Unimportant stuff: He’s 28 years old, his last name is Tracey, he’s a record producer, he lives in Holmby Hills, and he owns a ranch in Amarillo.
Critical stats: He has sandy blond hair, heterosexual-green eyes, biceps many men would pay to bite, and I’m guessing 8 inches by 6 inches, cut. On the McKenna scale, he’s a 9.
Needles to Flagstaff
(Same CD. By now I didn’t just hate ABBA, I hated Sweden too.)
In a desperate effort to drown out “Fernando,” I began comparing opinions with Brandon on Super Bowls and point spreads and earned run averages and personal fouls. He seemed particularly impressed when I suggested that the Jets had made a big
mistake in 1993 after they’d dumped Kenny O’Brien for Boomer Esiason.
“Why O’Brien?” he asked smugly. “Ever check out his stats?”
“Ever check out his ass?” Credentials established.
Then I told him about Craig. He handled it pretty well.
Flagstaff to Albuquerque
“You mean you haven’t seen this guy in twenty years?!” he asked incredulously. “What if he looks like Jesse Helms by now?!” We fought all the way to the New Mexico border—partly because I had Craig’s honor to uphold and partly because as long as we were calling each other assholes he wasn’t playing ABBA.
“I know what I’m talking about,” he insisted hotly. “I had one of those too. Jennifer Carson. When she moved to Chicago, it ended. So what? Life happens.”

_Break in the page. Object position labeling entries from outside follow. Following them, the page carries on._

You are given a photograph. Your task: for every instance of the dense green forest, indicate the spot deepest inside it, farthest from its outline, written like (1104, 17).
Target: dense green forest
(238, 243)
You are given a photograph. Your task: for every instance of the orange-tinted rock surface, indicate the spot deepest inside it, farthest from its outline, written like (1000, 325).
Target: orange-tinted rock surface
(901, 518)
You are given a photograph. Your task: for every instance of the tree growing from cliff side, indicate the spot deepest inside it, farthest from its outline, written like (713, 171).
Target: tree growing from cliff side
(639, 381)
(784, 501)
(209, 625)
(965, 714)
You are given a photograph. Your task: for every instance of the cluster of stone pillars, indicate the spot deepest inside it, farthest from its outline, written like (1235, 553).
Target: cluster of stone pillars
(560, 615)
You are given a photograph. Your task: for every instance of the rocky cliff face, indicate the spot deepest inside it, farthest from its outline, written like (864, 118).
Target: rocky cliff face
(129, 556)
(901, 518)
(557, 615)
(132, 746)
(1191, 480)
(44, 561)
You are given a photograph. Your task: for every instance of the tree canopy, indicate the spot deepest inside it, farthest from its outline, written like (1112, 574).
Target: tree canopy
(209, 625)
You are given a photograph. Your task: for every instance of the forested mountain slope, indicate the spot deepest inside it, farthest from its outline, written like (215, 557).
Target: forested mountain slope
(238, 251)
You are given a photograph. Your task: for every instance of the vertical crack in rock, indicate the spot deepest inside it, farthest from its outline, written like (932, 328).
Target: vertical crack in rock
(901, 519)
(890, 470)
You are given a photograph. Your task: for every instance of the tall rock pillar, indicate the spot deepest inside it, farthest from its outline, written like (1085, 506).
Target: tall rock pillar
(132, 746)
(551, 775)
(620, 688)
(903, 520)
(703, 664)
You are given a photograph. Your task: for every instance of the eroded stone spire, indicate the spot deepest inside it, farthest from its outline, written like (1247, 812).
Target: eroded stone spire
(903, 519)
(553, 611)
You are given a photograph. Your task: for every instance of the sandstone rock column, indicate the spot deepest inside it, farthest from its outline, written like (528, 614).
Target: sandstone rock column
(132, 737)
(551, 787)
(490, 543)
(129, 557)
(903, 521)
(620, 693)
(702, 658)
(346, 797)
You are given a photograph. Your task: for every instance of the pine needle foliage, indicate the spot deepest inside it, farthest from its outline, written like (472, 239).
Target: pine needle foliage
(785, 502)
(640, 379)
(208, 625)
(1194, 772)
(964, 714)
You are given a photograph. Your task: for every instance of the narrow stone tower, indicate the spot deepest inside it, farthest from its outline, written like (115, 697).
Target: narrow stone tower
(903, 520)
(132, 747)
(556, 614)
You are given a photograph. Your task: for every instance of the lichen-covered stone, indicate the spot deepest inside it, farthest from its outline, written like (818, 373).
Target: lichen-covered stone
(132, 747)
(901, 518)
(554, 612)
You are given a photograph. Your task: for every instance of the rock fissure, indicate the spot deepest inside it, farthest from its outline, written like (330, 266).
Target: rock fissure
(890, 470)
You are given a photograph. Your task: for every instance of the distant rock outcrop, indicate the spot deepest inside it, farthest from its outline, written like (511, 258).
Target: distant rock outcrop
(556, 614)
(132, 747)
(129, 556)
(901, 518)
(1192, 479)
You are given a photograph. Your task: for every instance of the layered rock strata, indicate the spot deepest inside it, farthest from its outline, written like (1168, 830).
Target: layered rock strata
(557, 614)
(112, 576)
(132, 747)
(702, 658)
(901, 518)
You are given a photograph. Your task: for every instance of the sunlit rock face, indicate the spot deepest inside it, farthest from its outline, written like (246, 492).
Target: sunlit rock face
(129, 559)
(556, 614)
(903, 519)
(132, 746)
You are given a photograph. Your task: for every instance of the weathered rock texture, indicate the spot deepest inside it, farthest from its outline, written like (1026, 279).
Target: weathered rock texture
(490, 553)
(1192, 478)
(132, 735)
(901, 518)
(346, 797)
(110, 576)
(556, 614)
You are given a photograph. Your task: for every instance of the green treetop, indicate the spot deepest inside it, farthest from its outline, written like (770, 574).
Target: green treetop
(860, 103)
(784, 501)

“Do you still have dreams about her?” I demanded, ignoring Gallup. He shrugged.
“Maybe.”
“Do you still love her?”
“What difference does it make!” he blurted, banging the steering wheel impatiently. By then I was pretty sure I had his number (1–800-JULIET), so I began harassing him with pointed references to Brigadoon, the chocolate chip cookies, the first kiss in the rain, and still ordering hot-and-sour soup every June 4th because that’s the anniversary of the day Craig and I discovered it together. Brandon claimed I was nuts and changed the subject. Then we pulled into Albuquerque and I mentioned that Ethel Mertz had been born there, but he didn’t seem to give a shit about that either.